In una Neurologia sempre più orientata alla sotto-specializzazione, quali sono i campi in maggiore evoluzione?
Sebbene l’iper-specializzazione sia necessaria per implementare nuove conoscenze, la figura del Neurologo dovrebbe restare quella di uno specialista a tutto tondo, in grado di prendere in carico la richiesta di salute del paziente in modo globale. Del resto, siamo tutti prima Neurologi, e solo poi iper-specialisti nei nostri rispettivi settori. Per questo le Strutture di Neurologia dovrebbero comprendere al loro interno le singole iper-specializzazioni di chiara competenza neurologica, dalla Stroke Unit ai Centri Epilessia: questo consente ai pazienti l’accesso ad alti ed omogenei livelli di cura, e a noi il mantenimento di una figura di Neurologo con competenze globali, oltre che iper-specialistiche.
Prevede una evoluzione nel trattamento delle patologie neurogenerative e dell’ictus ischemico verso strategie di neuroprotezione?
La neuroprotezione rimane sempre una chimera. Ma non è mai stato, né mai sarà, un viaggio senza ritorno. Anche se non raggiungeremo mai l’obiettivo finale di proteggere i nostri neuroni, saremo in grado di capirne meglio i meccanismi di danno, ed elaboreremo trattamenti di rilievo. Del resto, l’acido valproico era stato studiato come neuroprotettore, ed ora, dopo aver scoperto le capacità epigenetiche, inizia ad avere incoraggianti evidenze nei protocolli chemioterapici ed addirittura nell’ischemia cerebrale.

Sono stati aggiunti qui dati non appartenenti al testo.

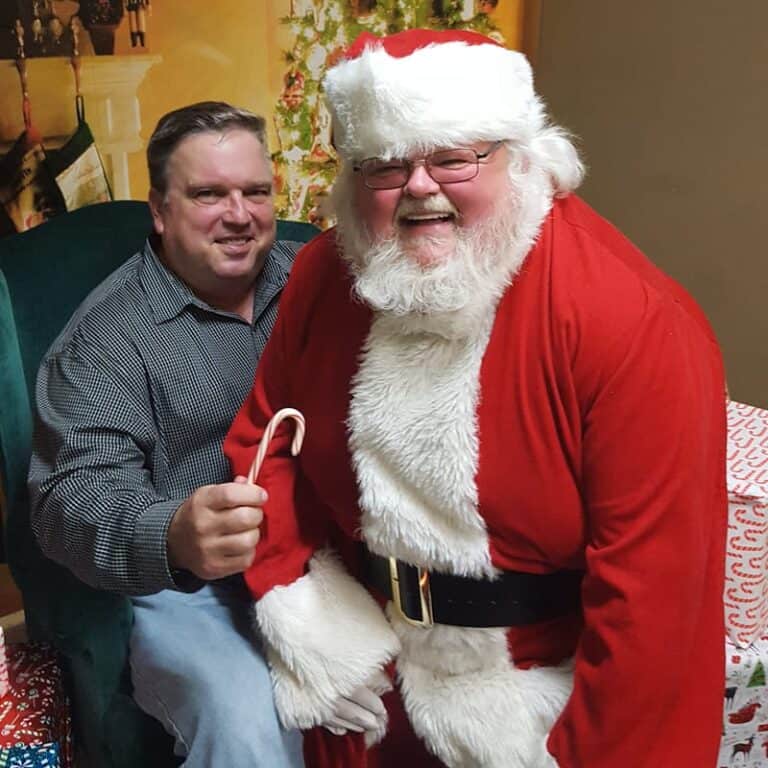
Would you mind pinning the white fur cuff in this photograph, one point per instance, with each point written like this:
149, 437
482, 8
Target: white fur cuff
471, 705
325, 636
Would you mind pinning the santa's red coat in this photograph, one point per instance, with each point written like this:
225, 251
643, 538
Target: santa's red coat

Quale futuro prevede per chi diventa Neurologo oggi?
La Neurologia è sempre stata un settore di alta specializzazione, e di alta competizione esterna ed interna. Tuttavia, se interpretata in maniera corretta, è una specializzazione che promette, nel prossimo futuro, una grande evoluzione in termini di diagnostica e terapia. Il ruolo del Neurologo resterà sempre difficile, sia per le patologie sia per le scelte amministrative e politiche che influenzeranno i settori di competenza. Nonostante tutto, chi vorrà essere dedito alla ricerca clinica e preclinica troverà di certo numerose possibilità per esprimere le proprie qualità, e potrà avere grandi soddisfazioni.
Cosa amava della neurologia quando ha scelto questa professione e cosa consiglia a un giovane che inizia questo percorso?
Mi sono innamorato dell’aspetto logico. Ricordo che, studiandola durante il Corso di Laurea, rimasi affascinato dalla sistematicità dell’organizzazione delle strutture nervose e del loro funzionamento. Vi era, e vi è ancora, una chiave unica rispetto alle altre specialità, che la colloca tra il rigore logico con cui interpretare le sindromi cliniche, e l’inevitabile avvicendamento con domande di più profondo carattere filosofico e artistico. Ad un giovane, che inizia questo percorso, non posso far altro che augurare di essere curioso, e di appassionarsi, nel vero senso del termine: dedicarsi, con tutto se stesso, ad una scienza dal futuro brillante.